I started in 2007 managing Oracle databases for defense clients — environments where a bad query plan or a failed backup had real, sometimes irreversible consequences. That's not where most cloud engineers start, and it shaped how I think about systems in ways that are hard to unlearn.

From there I spent close to a decade at Viper Technology building and operating enterprise AWS infrastructure for government and commercial workloads. VPCs, IAM, EC2 fleets, RDS clusters at scale. I wasn't reading about these things — I was the person on call when they broke.

At Zolon Tech I moved into senior infrastructure architecture. Multi-account AWS landing zones, EKS clusters, GitOps delivery pipelines, zero-downtime cloud migrations.
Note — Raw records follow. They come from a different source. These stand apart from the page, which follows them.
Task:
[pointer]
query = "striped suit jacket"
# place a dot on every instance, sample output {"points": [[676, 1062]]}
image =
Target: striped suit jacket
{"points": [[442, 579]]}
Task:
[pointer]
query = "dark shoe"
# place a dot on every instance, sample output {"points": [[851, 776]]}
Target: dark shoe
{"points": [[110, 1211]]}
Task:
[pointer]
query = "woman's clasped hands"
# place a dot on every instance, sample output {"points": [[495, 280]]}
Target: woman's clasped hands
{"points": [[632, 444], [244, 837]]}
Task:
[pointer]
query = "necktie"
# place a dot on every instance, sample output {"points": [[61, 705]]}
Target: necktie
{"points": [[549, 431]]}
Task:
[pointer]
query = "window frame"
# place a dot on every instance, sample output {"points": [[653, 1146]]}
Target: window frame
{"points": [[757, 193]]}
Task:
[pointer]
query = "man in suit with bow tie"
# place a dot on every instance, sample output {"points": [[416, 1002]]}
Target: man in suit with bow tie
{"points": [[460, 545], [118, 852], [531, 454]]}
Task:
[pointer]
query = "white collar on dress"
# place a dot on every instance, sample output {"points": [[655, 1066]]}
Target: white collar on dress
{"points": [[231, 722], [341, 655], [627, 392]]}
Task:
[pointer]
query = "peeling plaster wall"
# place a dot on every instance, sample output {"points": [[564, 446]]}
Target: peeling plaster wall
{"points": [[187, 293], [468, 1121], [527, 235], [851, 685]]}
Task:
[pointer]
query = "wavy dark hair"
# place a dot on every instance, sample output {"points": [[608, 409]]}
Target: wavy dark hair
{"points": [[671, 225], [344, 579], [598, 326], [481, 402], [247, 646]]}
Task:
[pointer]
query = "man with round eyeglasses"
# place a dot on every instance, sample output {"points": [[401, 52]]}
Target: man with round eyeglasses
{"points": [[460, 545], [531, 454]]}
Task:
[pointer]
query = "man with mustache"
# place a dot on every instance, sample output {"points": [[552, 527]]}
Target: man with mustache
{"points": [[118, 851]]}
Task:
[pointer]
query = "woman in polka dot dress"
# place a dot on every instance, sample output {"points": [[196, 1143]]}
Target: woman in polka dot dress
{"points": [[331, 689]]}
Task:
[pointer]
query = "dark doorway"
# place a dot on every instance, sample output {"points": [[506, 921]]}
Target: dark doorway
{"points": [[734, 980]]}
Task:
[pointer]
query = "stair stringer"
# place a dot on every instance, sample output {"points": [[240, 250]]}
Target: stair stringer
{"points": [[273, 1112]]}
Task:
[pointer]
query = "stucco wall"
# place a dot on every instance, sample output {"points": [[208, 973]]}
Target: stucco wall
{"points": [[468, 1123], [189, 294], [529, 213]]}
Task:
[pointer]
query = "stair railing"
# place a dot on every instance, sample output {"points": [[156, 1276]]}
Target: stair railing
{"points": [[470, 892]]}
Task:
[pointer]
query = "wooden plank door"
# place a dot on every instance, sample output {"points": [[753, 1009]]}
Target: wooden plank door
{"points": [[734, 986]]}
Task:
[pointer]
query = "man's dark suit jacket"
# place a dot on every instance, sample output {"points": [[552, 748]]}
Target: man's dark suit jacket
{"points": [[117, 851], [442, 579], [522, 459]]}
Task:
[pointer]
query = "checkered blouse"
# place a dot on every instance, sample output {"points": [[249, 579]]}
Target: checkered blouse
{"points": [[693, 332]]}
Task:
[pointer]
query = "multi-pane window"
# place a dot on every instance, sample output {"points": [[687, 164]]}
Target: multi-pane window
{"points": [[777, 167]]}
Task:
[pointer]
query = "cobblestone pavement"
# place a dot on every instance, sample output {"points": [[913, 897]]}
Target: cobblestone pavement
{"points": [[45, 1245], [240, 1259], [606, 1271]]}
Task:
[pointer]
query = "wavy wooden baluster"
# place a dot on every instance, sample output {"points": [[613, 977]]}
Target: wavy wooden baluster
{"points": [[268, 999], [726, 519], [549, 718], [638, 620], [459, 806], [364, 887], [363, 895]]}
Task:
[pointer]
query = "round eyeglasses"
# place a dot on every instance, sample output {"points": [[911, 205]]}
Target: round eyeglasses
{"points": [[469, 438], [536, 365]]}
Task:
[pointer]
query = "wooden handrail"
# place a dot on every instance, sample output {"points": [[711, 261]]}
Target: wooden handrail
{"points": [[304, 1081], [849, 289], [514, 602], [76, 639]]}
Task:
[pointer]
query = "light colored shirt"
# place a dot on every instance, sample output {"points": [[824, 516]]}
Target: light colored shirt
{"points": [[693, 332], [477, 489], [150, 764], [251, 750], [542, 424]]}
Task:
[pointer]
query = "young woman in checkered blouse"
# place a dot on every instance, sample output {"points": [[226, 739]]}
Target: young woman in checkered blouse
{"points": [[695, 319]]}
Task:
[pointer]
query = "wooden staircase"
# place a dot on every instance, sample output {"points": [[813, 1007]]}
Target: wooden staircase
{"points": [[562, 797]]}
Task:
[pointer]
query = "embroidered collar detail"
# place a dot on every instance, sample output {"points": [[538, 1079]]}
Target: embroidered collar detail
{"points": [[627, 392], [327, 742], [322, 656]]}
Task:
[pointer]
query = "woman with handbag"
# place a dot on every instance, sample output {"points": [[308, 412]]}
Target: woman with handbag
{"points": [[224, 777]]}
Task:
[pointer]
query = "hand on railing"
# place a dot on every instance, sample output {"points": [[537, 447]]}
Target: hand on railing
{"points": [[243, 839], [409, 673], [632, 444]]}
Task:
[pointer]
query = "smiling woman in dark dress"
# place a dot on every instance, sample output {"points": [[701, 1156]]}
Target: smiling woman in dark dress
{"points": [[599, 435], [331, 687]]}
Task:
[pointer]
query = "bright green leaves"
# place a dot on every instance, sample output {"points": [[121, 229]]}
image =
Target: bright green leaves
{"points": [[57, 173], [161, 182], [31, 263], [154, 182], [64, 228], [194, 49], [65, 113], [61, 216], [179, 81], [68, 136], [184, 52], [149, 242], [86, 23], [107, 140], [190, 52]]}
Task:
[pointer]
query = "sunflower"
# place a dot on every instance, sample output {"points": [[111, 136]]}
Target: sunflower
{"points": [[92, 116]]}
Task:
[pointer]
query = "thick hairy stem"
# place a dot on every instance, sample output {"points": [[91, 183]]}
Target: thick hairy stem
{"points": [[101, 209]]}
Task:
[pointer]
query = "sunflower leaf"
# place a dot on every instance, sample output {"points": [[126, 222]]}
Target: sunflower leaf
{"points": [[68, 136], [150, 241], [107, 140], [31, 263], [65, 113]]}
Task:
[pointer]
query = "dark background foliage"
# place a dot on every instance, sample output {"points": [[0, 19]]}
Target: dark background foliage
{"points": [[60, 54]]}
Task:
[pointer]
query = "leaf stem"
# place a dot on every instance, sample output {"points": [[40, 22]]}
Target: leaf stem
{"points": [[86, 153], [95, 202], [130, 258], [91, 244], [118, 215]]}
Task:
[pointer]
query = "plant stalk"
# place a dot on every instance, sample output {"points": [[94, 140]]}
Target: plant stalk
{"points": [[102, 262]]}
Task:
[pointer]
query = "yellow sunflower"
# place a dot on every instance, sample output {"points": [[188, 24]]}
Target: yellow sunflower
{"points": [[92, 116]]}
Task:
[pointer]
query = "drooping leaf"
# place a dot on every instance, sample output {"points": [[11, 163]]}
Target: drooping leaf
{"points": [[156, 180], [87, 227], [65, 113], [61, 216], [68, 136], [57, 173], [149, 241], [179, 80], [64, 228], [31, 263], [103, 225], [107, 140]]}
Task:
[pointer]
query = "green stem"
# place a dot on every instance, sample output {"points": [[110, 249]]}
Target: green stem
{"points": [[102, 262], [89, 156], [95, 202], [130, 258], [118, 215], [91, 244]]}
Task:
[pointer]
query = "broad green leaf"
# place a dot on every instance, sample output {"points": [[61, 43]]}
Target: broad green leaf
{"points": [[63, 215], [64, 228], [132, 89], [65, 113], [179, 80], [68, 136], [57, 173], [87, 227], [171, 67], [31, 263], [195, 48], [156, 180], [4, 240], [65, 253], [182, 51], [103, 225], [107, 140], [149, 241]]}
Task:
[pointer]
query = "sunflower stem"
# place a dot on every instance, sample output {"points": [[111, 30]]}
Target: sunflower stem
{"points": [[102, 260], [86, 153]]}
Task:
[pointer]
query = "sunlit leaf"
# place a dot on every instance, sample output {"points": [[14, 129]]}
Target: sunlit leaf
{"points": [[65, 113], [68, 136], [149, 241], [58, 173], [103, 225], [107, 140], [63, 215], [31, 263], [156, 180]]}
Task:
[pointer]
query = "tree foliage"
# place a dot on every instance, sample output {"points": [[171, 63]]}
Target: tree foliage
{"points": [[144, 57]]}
The work became more complex and the stakes were higher, but the discipline was the same: build it so it doesn't break, and when it does, fix it faster than anyone notices.
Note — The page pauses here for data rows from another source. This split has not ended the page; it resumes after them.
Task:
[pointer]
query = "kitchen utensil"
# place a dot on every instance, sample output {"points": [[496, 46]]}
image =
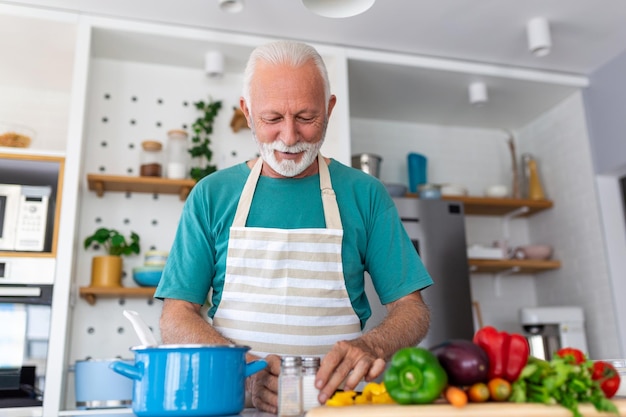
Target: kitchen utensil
{"points": [[147, 276], [534, 252], [417, 165], [98, 386], [188, 380], [368, 163], [141, 328], [497, 191]]}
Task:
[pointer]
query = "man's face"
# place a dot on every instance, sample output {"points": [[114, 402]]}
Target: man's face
{"points": [[288, 117]]}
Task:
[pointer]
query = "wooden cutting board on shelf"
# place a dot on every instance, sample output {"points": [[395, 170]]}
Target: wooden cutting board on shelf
{"points": [[490, 409]]}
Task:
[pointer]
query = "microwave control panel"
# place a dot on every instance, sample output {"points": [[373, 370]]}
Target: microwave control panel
{"points": [[31, 223]]}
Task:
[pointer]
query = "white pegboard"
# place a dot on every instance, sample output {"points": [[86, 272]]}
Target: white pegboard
{"points": [[128, 103]]}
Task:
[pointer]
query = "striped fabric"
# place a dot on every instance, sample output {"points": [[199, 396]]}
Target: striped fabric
{"points": [[284, 290]]}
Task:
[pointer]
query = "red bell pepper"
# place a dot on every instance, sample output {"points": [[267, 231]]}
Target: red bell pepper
{"points": [[575, 355], [607, 376], [507, 352]]}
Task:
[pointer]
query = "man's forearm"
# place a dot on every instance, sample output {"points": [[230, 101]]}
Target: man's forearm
{"points": [[406, 324], [182, 323]]}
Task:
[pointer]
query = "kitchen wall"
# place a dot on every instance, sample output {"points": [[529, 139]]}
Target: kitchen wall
{"points": [[477, 158], [560, 140], [604, 102]]}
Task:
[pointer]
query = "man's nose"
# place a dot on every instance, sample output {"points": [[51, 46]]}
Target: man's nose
{"points": [[289, 134]]}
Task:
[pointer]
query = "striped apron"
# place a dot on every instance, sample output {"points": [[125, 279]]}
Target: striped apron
{"points": [[284, 290]]}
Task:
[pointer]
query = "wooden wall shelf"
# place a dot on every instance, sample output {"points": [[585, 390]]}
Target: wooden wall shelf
{"points": [[153, 185], [90, 294], [515, 266], [486, 206]]}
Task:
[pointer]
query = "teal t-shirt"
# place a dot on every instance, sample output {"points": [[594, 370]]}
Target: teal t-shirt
{"points": [[374, 239]]}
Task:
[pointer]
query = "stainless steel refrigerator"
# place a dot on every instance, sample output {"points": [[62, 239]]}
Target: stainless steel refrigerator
{"points": [[437, 229]]}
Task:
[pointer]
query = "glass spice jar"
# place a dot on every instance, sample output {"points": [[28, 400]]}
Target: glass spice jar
{"points": [[310, 366], [150, 159], [177, 154], [290, 387]]}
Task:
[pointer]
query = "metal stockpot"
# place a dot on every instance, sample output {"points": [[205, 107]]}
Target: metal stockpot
{"points": [[368, 163]]}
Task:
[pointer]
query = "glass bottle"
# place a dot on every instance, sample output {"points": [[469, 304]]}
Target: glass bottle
{"points": [[534, 189], [310, 365], [150, 158], [177, 155], [290, 387]]}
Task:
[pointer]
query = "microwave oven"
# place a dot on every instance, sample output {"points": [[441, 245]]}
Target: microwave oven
{"points": [[23, 217]]}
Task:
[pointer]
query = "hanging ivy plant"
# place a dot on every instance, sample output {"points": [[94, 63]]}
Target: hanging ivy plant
{"points": [[202, 128]]}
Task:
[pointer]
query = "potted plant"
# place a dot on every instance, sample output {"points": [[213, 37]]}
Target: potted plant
{"points": [[201, 138], [106, 270]]}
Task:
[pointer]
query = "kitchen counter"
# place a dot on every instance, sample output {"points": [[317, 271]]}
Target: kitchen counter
{"points": [[471, 410], [434, 410]]}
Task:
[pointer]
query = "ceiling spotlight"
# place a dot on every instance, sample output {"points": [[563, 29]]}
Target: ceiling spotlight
{"points": [[231, 6], [338, 8], [214, 64], [477, 93], [538, 31]]}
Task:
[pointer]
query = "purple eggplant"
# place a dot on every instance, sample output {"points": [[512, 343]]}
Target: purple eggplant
{"points": [[464, 361]]}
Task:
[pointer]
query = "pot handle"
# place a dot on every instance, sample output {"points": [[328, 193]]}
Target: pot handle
{"points": [[128, 370], [255, 366]]}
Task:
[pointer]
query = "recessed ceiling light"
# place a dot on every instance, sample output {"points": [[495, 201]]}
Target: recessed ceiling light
{"points": [[338, 8], [539, 41], [231, 6]]}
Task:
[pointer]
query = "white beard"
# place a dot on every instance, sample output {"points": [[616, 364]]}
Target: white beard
{"points": [[288, 168]]}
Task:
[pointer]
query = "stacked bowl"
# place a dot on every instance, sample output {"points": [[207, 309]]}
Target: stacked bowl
{"points": [[149, 274]]}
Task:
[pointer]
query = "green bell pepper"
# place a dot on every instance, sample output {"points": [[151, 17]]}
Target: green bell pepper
{"points": [[415, 376]]}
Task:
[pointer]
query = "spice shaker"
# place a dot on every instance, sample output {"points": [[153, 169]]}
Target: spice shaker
{"points": [[290, 387], [177, 154], [310, 365], [150, 159]]}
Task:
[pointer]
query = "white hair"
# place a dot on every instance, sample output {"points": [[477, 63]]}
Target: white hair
{"points": [[292, 53]]}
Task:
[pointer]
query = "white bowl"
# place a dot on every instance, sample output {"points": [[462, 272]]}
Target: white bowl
{"points": [[497, 191]]}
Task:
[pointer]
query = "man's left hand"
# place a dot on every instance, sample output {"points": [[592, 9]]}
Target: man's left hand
{"points": [[348, 362]]}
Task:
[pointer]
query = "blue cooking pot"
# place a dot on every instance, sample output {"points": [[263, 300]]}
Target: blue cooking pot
{"points": [[188, 380]]}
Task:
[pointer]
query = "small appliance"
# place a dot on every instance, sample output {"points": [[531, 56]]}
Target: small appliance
{"points": [[550, 328], [23, 217]]}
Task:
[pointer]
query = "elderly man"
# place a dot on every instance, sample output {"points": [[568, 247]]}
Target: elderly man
{"points": [[281, 244]]}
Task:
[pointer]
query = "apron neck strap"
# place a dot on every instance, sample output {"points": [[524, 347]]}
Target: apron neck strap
{"points": [[329, 201]]}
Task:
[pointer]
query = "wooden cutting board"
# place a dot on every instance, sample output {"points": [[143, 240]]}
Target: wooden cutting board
{"points": [[471, 410]]}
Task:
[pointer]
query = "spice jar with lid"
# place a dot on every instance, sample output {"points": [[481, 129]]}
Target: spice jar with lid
{"points": [[290, 387], [177, 154], [150, 158], [310, 366]]}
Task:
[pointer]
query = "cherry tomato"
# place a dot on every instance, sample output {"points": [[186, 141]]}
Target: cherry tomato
{"points": [[478, 392], [499, 389]]}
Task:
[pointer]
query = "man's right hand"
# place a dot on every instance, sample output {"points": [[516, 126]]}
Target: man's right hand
{"points": [[263, 386]]}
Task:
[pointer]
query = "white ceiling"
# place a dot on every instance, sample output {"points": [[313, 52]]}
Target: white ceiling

The AI infrastructure work I do now isn't a career change — it's the same foundation applied to a harder problem. LLM systems have all the failure modes of distributed systems, plus a whole new class of problems that most engineers haven't seen yet. Production scars help.

17+
Years in Production
3
AI Infra Projects Shipped
4
Industry Certifications
AWS
Primary Cloud Platform

Featured Projects

Built to solve
problems that exist

Project 01
GitOps Sentinel
AIOps · Kubernetes Remediation
The real-world problem: In 2021, a misconfigured BGP announcement at Facebook took down Instagram, WhatsApp, and Facebook itself for six hours. In 2023, a bad Kubernetes config change at a fintech startup cascaded into a 14-hour incident. The pattern is the same every time — a config change hits production, Prometheus fires alerts at 3am, the on-call engineer is asleep, and by the time anyone is online the blast radius has grown. The question isn't whether this will happen to your cluster. It's whether your system can respond before a human has to.
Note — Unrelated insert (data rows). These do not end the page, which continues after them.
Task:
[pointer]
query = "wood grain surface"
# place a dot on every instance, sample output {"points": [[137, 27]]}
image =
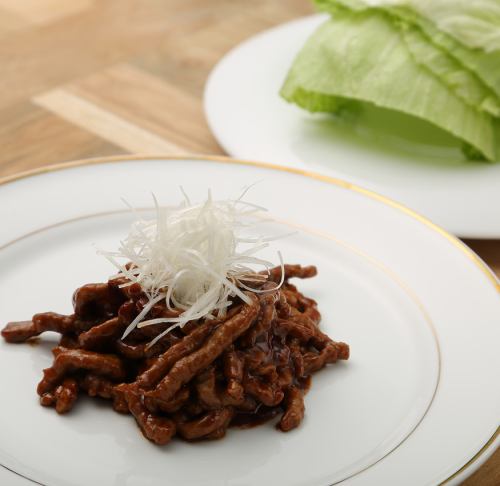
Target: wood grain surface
{"points": [[83, 78]]}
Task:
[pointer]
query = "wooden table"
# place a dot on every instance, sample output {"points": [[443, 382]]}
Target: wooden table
{"points": [[83, 78]]}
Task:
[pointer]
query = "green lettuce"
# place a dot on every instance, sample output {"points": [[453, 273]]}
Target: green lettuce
{"points": [[485, 64], [396, 59]]}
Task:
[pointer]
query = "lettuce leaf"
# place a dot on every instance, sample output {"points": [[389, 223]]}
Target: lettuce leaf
{"points": [[362, 56], [485, 64]]}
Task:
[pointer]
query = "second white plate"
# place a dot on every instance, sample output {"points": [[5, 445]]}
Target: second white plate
{"points": [[396, 155]]}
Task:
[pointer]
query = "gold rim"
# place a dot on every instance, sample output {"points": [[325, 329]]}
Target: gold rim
{"points": [[480, 264]]}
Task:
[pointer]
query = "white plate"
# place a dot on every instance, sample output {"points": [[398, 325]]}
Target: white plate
{"points": [[415, 164], [415, 402]]}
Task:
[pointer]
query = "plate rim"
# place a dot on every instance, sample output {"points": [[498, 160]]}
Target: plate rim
{"points": [[481, 234], [489, 447]]}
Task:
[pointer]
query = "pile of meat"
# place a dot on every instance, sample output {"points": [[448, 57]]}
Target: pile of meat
{"points": [[196, 381]]}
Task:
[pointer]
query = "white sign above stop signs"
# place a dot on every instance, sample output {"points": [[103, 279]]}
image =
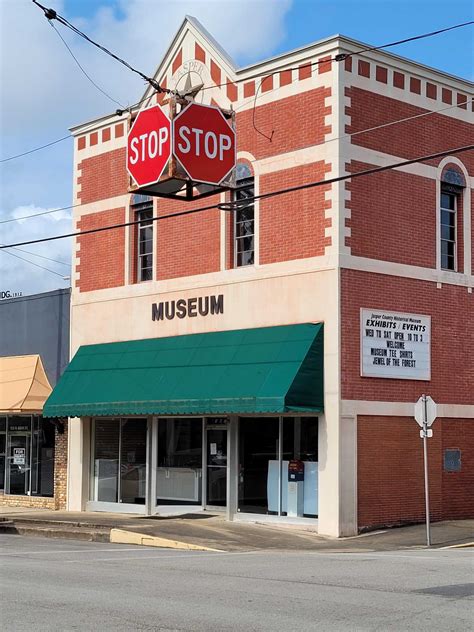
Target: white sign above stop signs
{"points": [[431, 411]]}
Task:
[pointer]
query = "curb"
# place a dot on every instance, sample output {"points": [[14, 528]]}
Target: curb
{"points": [[120, 536]]}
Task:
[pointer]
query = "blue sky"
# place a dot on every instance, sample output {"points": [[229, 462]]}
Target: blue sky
{"points": [[43, 92], [371, 21]]}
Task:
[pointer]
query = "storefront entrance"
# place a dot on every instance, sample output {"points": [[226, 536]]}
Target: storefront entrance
{"points": [[18, 472], [216, 466], [182, 465], [119, 451]]}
GitOps Sentinel is an autonomous remediation platform for Kubernetes clusters. When Alertmanager fires a webhook, Sentinel doesn't just page on-call — it ingests the signal through an HMAC-validated API Gateway, deduplicates via DynamoDB, bundles Prometheus metrics and k8s events into S3, and routes the incident through a Step Functions multi-agent pipeline: Classifier → Root Cause → Action Planner → Confidence Scorer. Every remediation is a Git commit. Argo CD detects the merged PR and syncs the cluster. The cluster only changes through the same reviewed write path a human engineer would use.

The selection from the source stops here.